Relatively large in size and menacing in appearance, wolf spiders incite fear and loathing in many. Given their name because they stalk and hunt their prey like wolves do, wolf spiders are fast-moving ground hunters. They have excellent vision, though they cannot move their eyes like humans do; they have to change their body position to stalk their prey.
Wolf spiders are adaptable to various habitats and can be found virtually anywhere there are insects for them to eat. Nocturnal ground hunters (they do not spin webs to catch prey), wolf spiders can be found in open grasslands and fields, suburban backyards, wooded areas, wet coastal forests, and in vegetation along streams, lakes and marshes. Wolf spiders will sometimes burrow in the ground. In colder weather, they seek warmer habitats and sometimes enter homes, where they are found in windows, doors, garages and basements.
There are more than 3,000 species of wolf spiders and are found on every continent except Antarctica.
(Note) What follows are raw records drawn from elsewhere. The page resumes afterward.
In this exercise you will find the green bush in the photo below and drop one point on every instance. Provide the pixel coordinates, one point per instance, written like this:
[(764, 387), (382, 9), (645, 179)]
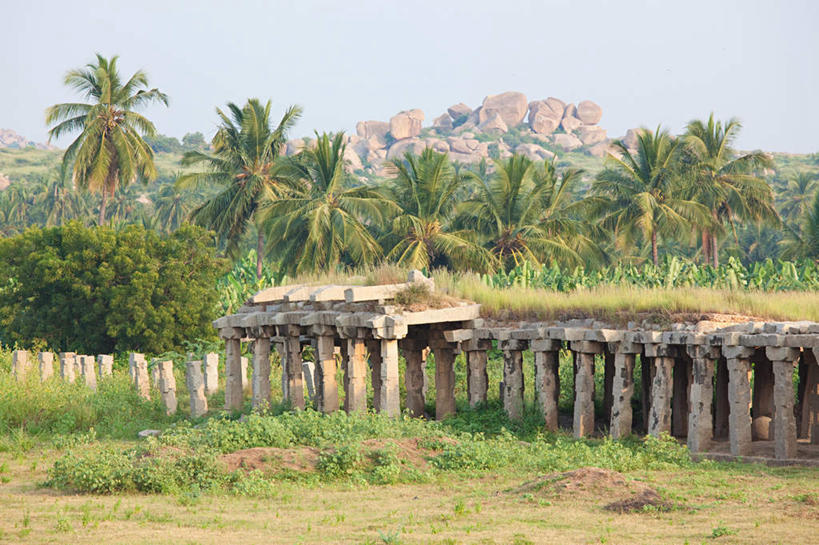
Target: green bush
[(98, 290)]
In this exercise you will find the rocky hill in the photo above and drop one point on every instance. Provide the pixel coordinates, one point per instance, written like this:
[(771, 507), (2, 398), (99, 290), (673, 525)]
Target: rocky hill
[(10, 139), (503, 124)]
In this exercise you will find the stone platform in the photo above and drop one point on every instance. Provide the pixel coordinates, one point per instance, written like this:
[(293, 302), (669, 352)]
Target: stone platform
[(704, 382)]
They are widespread throughout the United States.
Although non-aggressive, a wolf spider will bite when threatened. Their bite is venomous but, fortunately, not lethal. A wolf spider’s bite symptoms commonly include swelling, mild pain and itching. Occasionally, a fever and swelling of lymph glands will develop. First aid and medical attention should be sought as soon as possible, particularly for children or the elderly.